NAYPYIDAW — Burma’s government will not accept members of a UN fact-finding mission appointed on Tuesday to investigate alleged human rights abuses in Arakan, Kachin, and Shan states, confirmed government spokesperson U Zaw Htay.
“[The mission members] will proceed according to their resolution, we will stand according to our statement released on March 24,” said U Zaw Htay, referring to Burma’s rejection of the UN’s resolution to form the mission at the Human Rights Council meeting in Geneva in March.
“We need the final report of Kofi Annan’s commission,” he said, referring to the Arakan State Advisory Commission headed by former UN secretary general Kofi Annan assigned by State Counselor Daw Aung San Suu Kyi last year, due to release a final report in August.

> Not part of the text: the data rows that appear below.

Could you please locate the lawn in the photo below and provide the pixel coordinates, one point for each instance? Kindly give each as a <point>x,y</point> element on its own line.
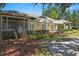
<point>72,33</point>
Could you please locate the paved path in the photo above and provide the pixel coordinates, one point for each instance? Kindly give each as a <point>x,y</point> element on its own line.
<point>68,48</point>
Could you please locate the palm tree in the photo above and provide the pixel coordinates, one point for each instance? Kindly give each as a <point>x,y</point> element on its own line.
<point>1,7</point>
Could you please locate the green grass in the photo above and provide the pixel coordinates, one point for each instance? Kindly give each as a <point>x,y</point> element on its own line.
<point>72,33</point>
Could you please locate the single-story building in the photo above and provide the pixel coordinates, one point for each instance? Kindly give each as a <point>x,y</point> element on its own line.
<point>21,22</point>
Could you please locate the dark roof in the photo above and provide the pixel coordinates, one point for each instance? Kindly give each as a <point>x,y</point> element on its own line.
<point>16,13</point>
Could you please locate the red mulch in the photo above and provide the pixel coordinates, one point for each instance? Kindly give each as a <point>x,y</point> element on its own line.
<point>18,48</point>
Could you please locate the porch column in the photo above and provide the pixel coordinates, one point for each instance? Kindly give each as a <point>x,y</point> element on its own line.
<point>70,26</point>
<point>6,22</point>
<point>0,29</point>
<point>24,28</point>
<point>64,26</point>
<point>56,28</point>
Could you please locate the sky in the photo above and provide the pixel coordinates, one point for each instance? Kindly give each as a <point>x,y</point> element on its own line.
<point>29,8</point>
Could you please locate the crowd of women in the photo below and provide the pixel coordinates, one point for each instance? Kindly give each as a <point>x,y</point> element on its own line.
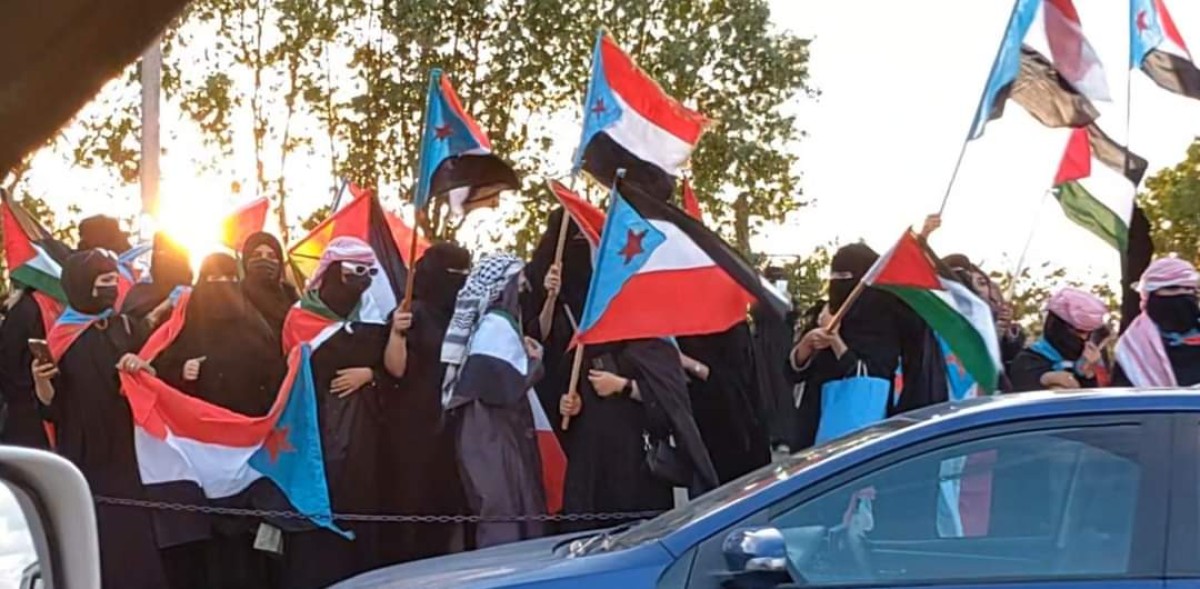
<point>651,416</point>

“We’ll cooperate when [the commission report] comes out. And we will also take actions according to the report of the commission chaired by Vice President U Myint Swe,” said U Zaw Htay.

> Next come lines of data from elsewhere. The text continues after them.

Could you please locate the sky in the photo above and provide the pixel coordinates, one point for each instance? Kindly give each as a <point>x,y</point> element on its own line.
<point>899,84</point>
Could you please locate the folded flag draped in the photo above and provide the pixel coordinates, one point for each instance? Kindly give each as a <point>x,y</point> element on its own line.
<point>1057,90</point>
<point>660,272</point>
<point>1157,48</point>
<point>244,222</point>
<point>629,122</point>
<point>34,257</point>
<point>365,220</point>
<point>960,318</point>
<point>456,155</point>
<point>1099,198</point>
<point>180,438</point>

The fact-finding mission is scheduled to present an update to the Human Rights Council at its 36th session in September this year and a full report at its 37th session in March 2018.
Burma’s State Counselor Daw Aung San Suu Kyi—also chairperson of the Central Committee for Implementation of Peace and Development in Arakan State—reiterated she would only listen to the recommendations of the Kofi Annan-led commission and that recommendations from any other individual or group may further fuel tensions between communities in Arakan State.
“Why do they need to come? We have not released false information. This is an internal issue of a sovereign country. The UN has no reason at all to form a fact-finding mission,” the administrator of Maungdaw District told The Irrawaddy.
The three-member mission comprises Indira Jaising of India, Radhika Coomaraswamy of Sri Lanka and Christopher Dominic Sidoti of Australia with Jaising serving as the chair.